I found this story of a nerve-stricken man and his shattered marriage to be less entertaining than Collins' usual, mainly because it relies on an uncomfortable strain of anti-Catholicism - and associated mercenary motives - for its villain, Father Benwell, who is just about as stereotypical a Jesuit schemer as you could find in any of Mrs. Radcliffe's Gothic romances. Collins makes an attempt to introduce some supernatural or apparently supernatural occurrences into the mental/emotional breakdown of his protagonist, Romayne - aptly named, since he becomes an avid Catholic convert and priest, to the point of abandoning his pregnant wife Stella - but the haunting voices in the lonely old house aren't very enthusiastically portrayed, and Collins doesn't seem to be terribly interested in convincing us of either a plausible or a supernatural explanation for them.

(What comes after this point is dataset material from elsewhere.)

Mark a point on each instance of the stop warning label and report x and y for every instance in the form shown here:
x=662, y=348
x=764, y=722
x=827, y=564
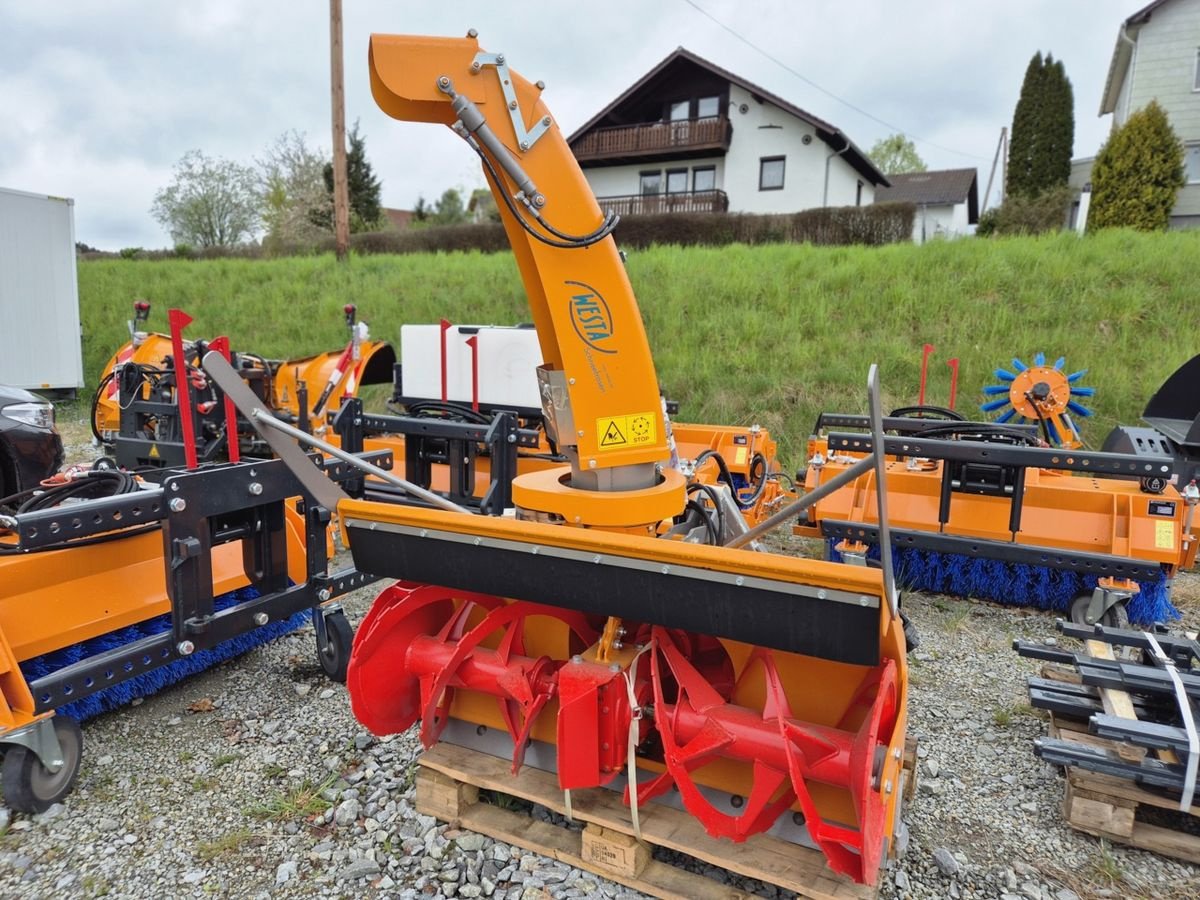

The associated story of the mentally ill younger brother of a victim of Romayne (in a duel) has possibilities, but we never really get to know him, nor to understand the massive coincidence of his being the unwitting transmitter of some important documents.

 

There are a couple of sympathetic characters, one being Stella, Romayne's wife, and the other a Jesuit enthusiast (but with a moral compass) named Penrose, who is packed off on some dangerous adventures in the New World. And, of course, there is one Winterfield, who is a noble but (while Romayne lives) hopeless alternate suitor for Stella, who wooed her under the impression his first wife was dead, was forced to leave Stella at the altar when that first wife resurfaced, and of course has the most terrible trouble re-establishing his claim thereafter. But, sympathetic or no, I just found myself a little bit detached from all of them, probably because they all seemed far too easily duped by Father Benwell and his endless lies and sophistries directed at retrieving Romayne's estate for the Church. There is, of course, a happy ending of sorts, brought about by a little boy throwing things in a fire (at his expiring Father's urging).

 

It wasn't bad, but Collins can do better than this.